Utility Spotlight
12 Steps To Faster Web Pages With Visual Round Trip Analyzer
Jim Pierson
This article is based on a prerelease version of VRTA. All information is subject to change.
Code download available at:Visual Round Trip Analyzer(654 KB)
This article discusses:
|
This article uses the following technologies: Visual Round Trip Analyzer |
Contents
Location, Location, Location
12 Easy Steps
Using Visual Round Trip Analyzer
Final Thoughts
So many factors can affect the performance of a Web page—the distance between server and client, the size of the elements on the page, how the browser loads these elements, available bandwidth. Finding those bottlenecks and identifying the culprits is no easy task. But identifying the causes can yield some significant improvements.
In this article, I'll show you how to spot and remedy some common causes of poor performance. I'll also introduce you to Visual Round Trip Analyzer (VRTA), a tool that can distinguish among the various factors that cause performance problems and present them as a graphical map. Then I'll show you how to perform your analysis using VRTA. But before we begin, find out how much you already know by taking the speed quiz called "How Do You Improve Page Loading?" that is included in this article.
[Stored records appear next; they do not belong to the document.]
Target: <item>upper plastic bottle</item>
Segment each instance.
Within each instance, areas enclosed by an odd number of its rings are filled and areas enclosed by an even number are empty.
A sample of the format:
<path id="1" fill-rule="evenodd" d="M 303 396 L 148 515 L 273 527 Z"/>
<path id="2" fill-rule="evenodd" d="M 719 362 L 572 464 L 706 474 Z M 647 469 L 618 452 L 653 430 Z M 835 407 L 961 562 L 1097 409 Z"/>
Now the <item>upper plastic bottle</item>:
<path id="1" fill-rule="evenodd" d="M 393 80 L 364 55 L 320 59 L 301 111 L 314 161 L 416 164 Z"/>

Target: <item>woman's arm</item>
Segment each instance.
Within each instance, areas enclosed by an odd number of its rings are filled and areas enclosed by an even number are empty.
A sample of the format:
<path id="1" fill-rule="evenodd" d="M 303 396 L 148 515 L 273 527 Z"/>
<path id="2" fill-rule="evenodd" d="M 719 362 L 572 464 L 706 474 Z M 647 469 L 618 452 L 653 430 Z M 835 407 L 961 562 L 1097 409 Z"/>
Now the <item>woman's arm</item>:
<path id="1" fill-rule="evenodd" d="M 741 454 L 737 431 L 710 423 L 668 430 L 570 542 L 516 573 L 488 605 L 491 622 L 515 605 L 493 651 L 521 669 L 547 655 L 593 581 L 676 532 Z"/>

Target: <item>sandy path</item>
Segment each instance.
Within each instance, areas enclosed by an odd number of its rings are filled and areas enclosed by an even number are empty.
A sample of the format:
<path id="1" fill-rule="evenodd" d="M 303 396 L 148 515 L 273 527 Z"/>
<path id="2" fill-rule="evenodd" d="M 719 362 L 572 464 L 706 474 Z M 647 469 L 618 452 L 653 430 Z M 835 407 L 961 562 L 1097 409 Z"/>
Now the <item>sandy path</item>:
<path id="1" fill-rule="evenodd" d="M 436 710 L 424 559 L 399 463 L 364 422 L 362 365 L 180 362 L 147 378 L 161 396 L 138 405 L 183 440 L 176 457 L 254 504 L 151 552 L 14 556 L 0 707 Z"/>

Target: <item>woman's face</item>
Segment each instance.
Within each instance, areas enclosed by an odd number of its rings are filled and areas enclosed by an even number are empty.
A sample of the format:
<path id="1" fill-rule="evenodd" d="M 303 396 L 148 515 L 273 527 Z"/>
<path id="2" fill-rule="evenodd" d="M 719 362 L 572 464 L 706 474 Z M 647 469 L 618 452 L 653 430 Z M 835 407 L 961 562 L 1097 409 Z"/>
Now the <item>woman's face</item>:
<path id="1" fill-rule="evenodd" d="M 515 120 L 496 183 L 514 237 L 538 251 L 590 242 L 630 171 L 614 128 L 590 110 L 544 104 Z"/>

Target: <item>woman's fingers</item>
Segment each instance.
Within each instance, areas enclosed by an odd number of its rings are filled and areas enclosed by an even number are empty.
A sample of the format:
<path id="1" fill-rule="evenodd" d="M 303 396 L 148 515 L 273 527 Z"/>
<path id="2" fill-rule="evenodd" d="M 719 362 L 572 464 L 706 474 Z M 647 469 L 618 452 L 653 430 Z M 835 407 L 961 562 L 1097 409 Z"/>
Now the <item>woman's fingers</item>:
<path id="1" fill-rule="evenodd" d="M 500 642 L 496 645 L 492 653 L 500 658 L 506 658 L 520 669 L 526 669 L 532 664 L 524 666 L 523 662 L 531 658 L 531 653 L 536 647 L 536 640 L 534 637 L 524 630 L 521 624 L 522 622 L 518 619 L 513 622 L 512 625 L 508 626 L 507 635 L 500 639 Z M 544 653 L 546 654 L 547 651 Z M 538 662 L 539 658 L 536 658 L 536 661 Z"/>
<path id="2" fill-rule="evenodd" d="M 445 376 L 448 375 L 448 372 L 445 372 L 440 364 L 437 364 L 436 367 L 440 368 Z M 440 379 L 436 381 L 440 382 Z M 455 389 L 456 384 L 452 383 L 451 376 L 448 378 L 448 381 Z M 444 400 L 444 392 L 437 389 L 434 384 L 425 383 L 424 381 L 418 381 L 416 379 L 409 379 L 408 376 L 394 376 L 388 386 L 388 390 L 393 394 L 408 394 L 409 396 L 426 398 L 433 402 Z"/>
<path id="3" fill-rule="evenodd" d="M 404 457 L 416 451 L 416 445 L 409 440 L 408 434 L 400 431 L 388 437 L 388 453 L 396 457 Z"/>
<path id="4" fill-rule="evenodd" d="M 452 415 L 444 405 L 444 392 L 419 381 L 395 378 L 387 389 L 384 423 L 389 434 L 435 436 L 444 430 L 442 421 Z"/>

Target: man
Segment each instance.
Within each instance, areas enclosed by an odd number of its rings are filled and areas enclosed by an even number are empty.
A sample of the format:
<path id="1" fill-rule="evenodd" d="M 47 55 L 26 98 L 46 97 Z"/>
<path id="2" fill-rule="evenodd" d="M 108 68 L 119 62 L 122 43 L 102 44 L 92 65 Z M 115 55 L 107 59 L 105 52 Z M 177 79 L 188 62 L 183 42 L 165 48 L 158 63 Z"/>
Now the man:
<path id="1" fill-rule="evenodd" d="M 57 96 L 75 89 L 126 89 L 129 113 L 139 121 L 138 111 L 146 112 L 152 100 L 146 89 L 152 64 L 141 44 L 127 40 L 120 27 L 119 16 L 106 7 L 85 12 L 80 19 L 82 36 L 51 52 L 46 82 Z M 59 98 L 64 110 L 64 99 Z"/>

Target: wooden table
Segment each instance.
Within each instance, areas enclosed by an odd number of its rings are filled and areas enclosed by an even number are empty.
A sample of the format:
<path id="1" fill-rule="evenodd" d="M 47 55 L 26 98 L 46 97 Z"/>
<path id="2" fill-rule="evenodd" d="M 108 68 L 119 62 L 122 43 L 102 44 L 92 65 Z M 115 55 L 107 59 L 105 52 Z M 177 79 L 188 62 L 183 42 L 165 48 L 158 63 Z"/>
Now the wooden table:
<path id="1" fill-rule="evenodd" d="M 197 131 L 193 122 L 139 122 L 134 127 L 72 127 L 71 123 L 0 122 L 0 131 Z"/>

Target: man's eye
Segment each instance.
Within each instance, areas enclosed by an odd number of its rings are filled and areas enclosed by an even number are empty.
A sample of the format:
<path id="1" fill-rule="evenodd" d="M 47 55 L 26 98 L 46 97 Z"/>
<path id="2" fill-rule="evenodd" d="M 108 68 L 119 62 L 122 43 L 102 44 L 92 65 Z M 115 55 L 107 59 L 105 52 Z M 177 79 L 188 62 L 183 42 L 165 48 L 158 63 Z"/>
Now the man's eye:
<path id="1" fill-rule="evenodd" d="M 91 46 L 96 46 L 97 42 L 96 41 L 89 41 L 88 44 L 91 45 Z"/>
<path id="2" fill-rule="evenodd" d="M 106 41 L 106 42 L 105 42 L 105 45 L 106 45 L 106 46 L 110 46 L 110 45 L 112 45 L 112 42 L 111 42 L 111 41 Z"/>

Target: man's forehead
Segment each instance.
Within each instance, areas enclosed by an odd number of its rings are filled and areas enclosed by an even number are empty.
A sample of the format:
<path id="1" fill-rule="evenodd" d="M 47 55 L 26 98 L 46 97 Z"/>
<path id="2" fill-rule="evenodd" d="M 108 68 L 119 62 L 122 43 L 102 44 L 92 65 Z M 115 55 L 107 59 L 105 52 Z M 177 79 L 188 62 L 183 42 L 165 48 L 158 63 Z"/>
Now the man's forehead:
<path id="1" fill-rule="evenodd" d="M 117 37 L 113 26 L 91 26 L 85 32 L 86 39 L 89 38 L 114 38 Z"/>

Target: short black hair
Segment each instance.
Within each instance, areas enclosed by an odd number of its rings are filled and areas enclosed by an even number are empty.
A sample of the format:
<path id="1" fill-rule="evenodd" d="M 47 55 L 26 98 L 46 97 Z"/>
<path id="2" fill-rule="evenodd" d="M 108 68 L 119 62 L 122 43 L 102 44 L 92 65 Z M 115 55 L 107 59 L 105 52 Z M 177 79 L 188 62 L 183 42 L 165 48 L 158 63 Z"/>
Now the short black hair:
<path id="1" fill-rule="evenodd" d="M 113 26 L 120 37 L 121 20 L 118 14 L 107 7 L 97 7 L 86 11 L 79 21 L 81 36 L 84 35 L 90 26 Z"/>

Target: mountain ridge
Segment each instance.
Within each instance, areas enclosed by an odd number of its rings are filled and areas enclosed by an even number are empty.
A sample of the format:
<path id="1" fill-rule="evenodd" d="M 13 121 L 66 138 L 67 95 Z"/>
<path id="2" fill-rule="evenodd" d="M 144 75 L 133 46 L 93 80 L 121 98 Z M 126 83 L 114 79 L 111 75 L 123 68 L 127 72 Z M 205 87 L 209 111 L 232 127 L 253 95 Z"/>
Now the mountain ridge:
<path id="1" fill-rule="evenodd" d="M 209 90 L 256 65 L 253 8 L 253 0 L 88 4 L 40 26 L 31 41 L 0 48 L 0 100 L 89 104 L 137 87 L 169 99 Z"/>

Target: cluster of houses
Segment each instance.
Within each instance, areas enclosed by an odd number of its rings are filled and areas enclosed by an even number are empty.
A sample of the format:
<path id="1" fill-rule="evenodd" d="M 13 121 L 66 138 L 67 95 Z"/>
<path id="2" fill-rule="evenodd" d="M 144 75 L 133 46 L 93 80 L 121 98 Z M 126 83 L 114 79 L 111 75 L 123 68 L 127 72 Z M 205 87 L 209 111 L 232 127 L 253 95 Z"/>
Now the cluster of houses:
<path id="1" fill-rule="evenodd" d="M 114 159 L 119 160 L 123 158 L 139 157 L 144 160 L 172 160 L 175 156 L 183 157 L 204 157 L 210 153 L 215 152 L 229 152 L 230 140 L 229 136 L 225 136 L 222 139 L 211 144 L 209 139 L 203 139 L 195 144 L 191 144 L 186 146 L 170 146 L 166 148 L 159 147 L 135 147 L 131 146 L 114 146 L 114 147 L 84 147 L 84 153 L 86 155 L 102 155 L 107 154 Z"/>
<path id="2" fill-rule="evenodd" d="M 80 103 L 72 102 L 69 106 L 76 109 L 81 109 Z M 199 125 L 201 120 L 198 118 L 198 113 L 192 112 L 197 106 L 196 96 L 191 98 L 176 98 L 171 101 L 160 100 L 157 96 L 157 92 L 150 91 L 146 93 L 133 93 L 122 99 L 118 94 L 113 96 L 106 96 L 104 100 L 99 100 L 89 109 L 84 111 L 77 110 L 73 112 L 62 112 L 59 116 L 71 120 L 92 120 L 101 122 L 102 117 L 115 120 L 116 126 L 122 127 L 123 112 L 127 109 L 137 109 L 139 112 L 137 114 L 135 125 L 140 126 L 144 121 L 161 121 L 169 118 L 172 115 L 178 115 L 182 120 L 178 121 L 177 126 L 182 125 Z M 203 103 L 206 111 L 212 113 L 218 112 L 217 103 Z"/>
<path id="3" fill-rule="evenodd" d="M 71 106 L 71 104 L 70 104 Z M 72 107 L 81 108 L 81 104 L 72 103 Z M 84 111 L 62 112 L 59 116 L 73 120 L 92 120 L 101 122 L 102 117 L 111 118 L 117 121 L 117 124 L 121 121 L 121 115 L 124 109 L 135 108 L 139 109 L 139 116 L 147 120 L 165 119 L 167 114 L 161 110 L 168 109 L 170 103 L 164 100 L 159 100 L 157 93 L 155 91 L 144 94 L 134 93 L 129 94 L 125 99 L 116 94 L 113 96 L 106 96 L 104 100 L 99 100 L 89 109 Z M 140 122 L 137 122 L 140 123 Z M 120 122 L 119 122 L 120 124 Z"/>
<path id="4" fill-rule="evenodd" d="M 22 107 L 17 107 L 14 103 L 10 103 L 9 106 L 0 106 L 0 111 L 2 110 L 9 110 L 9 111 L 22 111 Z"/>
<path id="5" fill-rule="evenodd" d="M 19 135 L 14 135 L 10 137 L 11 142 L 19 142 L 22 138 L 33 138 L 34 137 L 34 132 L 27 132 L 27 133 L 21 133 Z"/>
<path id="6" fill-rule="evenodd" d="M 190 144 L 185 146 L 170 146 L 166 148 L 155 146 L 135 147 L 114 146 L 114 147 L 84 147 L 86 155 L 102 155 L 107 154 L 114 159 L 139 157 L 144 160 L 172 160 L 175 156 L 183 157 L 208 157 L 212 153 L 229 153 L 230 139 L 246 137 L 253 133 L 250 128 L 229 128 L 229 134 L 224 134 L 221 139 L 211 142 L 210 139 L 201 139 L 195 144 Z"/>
Location, Location, Location
Two of the biggest factors in page load delays are distance, measured as round-trip time (RTT), and the number of round-trips between the client and servers. A round-trip is a network packet sent by a client to a server, which then sends a response packet. Downloading a single Web page can require as few as 2 or 3 round-trips if the page is sparse, or many tens of round-trips for a rich appearance. Opening a TCP connection is one round-trip. Sending a Get and receiving the first 3KB is one round-trip. Sending Acknowledgements for more data is more round-trips.
For users who are located near the Web site data center, say less than several hundred miles away such as a user in Los Angeles connecting to a server in Silicon Valley, RTT is only 20ms (.020 seconds) and not a significant factor in page load time. There could be 50 round-trips back and forth between the client and server in these circumstances and the page-load time would still only have 1 second of network delay before any server time was added (50 RTs × 20ms = 1 sec).
But the story is much different for a user in Europe or Asia connecting to the same Silicon Valley server. Japan and England are currently 120ms in round-trip time from California at minimum. When you consider a server disk seek time for each request is usually less than 10ms, versus round-trips of hundreds of milliseconds repeated many times over, you'll see that distance and the number of round-trips are easily the most significant contributing factor in long page-load times.
To combat the impact of long round-trips there are three main solutions you can try: you can reduce the number of serial round-trips by doing more in parallel and getting rid of excess weight, you can reduce the round-trip-time by moving your location closer to the user, or you can reduce server time.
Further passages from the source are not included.